We do see that the sales role now happens further down the funnel, after the buyer has done their research. B2B sales teams must adapt to avoid wasting time on top of funnel activities. Instead, they should adopt an ABM strategy, while marketing supports that strategy.
This is a hard shift to make, especially in sales. We need to do the hard work upfront. We need to identify companies that are qualified targets, and then sales and marketing need to collaborate to have the right content in front of the right people at the right time. That’s not the playbook we are used to running in sales.
We are doing more remote selling and that means the tool kit used by sales teams has to change.
What role do you think events and face to face interactions play in B2B sales in the post-pandemic landscape?
We are doing more remote selling and that means the tool kit used by sales teams has to change. Rather than face to face meetings with one person, we are engaging with a more complex and remote buying decision that might involve five or even a dozen different people.
For example, we’re seeing an increasing role for tools that guide prospects through demonstrations, especially in the software business.
What do you see as the most important change sales and marketing organisations should make when targeting millennial buyers?

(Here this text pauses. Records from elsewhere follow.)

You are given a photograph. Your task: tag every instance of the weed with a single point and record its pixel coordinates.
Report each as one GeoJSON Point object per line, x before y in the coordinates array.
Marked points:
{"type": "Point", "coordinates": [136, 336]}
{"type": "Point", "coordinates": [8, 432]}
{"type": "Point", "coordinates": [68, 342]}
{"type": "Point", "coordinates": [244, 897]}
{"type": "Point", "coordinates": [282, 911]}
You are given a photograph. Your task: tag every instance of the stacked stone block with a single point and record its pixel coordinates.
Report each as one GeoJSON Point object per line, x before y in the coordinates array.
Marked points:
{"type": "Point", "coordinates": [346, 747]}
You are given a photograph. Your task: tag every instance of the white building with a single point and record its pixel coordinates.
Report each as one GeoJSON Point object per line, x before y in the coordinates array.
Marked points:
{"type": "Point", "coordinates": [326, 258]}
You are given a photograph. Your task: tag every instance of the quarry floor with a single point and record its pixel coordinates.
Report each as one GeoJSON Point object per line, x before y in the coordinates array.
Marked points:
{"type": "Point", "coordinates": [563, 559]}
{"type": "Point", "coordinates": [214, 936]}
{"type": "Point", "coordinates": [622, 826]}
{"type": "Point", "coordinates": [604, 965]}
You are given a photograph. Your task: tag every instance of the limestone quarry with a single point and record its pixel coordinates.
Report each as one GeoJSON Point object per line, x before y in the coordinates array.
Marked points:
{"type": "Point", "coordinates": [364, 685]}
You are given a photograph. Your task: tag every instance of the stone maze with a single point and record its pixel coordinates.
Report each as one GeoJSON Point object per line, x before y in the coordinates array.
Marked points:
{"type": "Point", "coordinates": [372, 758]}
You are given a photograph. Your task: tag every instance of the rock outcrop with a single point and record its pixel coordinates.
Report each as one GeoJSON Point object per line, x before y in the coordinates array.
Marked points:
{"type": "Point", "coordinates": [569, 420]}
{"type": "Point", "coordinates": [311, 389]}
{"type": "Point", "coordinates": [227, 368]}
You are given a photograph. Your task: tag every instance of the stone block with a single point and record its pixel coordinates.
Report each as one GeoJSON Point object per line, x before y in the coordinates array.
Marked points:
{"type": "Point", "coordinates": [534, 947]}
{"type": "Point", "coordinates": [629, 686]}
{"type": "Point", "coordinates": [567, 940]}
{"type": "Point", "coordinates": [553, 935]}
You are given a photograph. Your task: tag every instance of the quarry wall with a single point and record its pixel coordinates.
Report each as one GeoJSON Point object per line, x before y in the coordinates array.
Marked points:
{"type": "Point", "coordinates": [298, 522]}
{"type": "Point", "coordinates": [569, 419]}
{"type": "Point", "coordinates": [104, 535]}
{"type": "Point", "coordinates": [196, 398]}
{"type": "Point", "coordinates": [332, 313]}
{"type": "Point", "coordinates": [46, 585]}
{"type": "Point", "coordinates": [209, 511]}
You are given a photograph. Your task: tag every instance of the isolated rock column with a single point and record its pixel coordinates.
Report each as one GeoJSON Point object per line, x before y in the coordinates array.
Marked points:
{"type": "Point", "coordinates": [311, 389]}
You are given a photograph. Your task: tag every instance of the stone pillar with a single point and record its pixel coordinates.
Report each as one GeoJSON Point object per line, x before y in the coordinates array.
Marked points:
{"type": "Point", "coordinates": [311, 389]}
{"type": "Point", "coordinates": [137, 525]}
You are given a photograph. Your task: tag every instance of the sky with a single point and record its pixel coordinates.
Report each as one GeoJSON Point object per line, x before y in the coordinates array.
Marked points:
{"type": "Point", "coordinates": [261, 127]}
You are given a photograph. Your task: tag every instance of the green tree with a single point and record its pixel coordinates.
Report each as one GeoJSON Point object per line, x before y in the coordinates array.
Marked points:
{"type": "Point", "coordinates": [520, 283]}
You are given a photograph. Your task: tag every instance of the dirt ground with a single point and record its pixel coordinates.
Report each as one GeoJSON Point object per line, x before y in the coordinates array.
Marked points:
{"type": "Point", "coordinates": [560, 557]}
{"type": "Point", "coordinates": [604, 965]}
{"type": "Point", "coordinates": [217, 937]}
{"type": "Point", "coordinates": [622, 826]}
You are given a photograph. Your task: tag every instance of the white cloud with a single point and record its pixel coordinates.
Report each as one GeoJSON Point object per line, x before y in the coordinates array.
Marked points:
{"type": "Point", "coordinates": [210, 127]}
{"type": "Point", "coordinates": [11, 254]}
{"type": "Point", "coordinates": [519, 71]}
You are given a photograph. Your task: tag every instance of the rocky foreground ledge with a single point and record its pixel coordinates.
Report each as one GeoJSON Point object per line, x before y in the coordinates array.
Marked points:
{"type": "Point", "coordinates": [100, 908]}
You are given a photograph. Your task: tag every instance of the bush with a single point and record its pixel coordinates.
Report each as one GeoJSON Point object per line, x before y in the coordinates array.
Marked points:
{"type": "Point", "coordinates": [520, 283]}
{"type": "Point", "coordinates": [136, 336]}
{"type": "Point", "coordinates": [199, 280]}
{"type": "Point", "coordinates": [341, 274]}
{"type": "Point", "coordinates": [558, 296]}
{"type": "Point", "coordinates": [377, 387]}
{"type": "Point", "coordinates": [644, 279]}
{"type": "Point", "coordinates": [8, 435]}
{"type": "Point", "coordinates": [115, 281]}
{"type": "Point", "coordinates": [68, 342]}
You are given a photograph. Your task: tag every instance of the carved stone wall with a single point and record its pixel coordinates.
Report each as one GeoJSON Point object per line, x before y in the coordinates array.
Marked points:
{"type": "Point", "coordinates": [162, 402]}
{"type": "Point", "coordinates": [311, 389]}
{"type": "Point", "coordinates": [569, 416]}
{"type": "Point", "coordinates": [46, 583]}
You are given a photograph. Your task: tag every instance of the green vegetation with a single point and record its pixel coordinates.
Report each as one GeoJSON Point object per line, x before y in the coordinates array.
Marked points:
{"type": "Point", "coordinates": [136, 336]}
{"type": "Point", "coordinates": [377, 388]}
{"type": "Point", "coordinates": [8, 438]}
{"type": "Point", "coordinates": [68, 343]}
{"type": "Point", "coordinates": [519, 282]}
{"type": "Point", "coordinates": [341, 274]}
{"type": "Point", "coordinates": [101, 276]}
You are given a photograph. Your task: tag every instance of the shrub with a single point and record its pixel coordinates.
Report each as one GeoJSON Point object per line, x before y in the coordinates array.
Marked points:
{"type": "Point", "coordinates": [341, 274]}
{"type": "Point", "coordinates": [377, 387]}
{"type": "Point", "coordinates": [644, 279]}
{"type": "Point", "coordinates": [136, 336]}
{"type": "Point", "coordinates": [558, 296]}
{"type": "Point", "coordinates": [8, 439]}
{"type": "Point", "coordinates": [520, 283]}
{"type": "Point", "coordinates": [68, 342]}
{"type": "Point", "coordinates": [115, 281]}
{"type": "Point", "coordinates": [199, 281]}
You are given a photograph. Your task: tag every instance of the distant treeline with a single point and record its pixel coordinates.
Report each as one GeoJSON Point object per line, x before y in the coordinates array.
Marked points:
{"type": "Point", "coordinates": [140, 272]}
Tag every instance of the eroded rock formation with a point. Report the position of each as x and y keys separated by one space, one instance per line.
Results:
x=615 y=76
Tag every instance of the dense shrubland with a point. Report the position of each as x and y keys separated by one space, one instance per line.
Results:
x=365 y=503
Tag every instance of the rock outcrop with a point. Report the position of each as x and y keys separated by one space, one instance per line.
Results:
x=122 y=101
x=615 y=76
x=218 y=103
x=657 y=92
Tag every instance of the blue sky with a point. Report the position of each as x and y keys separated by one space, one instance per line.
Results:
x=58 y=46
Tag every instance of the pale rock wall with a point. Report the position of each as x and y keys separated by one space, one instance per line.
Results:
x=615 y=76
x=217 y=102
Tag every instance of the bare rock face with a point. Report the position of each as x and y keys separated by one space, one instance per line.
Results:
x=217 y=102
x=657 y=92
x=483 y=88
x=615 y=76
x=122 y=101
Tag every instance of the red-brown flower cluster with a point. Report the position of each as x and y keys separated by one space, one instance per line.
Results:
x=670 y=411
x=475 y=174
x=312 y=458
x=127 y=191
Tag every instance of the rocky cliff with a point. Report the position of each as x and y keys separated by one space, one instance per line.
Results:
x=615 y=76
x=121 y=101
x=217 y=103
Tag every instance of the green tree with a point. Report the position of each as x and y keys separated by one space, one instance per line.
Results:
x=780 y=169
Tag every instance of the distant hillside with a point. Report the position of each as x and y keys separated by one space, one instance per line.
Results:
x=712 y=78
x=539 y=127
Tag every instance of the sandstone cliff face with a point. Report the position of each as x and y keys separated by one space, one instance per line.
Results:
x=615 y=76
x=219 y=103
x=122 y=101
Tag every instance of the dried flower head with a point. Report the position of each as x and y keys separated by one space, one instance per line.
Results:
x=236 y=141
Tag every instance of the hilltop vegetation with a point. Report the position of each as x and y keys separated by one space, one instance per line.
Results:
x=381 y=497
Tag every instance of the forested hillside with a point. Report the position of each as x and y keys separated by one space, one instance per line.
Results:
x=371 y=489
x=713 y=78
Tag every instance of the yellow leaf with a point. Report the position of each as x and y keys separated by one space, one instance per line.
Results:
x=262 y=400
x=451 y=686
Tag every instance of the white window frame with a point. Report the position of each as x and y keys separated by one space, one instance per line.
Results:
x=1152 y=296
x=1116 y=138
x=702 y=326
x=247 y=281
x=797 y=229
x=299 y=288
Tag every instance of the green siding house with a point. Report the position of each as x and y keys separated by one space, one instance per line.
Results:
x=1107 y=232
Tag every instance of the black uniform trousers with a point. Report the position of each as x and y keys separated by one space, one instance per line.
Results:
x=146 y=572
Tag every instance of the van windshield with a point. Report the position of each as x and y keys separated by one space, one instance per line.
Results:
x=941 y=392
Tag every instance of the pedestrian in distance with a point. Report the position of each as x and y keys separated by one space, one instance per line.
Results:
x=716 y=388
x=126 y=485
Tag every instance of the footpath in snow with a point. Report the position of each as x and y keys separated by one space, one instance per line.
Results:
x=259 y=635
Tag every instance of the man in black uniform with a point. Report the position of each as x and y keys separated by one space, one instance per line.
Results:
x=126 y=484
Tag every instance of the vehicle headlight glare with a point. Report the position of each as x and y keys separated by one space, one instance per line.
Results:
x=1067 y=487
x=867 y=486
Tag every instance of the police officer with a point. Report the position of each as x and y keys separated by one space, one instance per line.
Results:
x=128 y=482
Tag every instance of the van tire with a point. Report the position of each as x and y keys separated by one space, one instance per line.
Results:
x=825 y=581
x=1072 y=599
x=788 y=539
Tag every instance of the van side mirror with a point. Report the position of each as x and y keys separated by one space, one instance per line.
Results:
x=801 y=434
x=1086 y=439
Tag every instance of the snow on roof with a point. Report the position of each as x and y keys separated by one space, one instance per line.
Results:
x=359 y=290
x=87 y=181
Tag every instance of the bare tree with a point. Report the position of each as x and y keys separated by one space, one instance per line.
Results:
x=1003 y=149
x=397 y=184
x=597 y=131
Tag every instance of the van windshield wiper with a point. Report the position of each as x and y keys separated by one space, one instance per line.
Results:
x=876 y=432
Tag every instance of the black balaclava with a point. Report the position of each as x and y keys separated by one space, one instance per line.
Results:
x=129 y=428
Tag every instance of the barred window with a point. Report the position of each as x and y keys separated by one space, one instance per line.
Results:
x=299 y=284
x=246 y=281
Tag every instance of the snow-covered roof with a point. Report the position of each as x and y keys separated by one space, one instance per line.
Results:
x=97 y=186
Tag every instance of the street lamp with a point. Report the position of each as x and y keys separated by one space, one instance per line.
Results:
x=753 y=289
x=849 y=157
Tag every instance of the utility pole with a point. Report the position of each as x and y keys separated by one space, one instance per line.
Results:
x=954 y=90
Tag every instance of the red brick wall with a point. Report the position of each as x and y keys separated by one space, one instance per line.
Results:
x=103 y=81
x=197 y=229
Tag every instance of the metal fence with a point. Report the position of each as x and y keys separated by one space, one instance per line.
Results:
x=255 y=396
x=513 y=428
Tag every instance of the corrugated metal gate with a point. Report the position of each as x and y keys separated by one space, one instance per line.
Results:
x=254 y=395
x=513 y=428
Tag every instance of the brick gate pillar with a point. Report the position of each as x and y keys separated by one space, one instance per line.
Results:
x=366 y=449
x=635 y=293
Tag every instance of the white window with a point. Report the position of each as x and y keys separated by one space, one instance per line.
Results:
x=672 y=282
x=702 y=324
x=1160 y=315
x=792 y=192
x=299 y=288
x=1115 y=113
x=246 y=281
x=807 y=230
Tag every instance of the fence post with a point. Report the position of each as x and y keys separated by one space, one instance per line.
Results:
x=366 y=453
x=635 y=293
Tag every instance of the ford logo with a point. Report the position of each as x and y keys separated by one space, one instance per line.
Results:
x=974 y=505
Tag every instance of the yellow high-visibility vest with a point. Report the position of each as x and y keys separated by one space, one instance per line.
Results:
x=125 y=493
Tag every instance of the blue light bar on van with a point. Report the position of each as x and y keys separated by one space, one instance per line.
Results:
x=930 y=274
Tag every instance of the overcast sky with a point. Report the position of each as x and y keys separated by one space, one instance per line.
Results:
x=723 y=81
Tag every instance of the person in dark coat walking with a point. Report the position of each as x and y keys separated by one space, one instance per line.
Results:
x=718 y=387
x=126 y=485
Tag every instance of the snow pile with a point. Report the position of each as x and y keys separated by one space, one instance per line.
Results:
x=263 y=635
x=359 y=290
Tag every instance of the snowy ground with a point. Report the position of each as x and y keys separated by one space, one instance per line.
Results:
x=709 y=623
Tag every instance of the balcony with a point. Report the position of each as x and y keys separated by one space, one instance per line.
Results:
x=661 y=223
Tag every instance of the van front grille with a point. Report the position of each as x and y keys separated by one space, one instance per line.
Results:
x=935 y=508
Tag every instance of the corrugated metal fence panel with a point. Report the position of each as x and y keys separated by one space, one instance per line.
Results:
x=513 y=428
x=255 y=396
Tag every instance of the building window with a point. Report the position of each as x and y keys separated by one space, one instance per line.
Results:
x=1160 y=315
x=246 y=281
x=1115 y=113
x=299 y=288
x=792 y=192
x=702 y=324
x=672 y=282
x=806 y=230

If you have looked at TikTok then the answer is clearly that we should be making a lot more videos.
That might mean short, animated videos, quick first-person explanations of product features, or more complex three to five minute classes and tutorials. Using video intelligently means the marketing team always needs to consider how the video works, what it communicates, and why.
As a format, video is extremely powerful and if the video is created authentically, and is useful it can seem less obviously ‘sales’ than an email. Organisations should use video to educate but also to entertain. The good news is that the tools to create video are really simple, and relatively inexpensive - and they are highly effective.
If most conversations are now happening mid-funnel, how do you get from mid-funnel to close faster? Marketing can support that with content and sales can support it with more video interactions.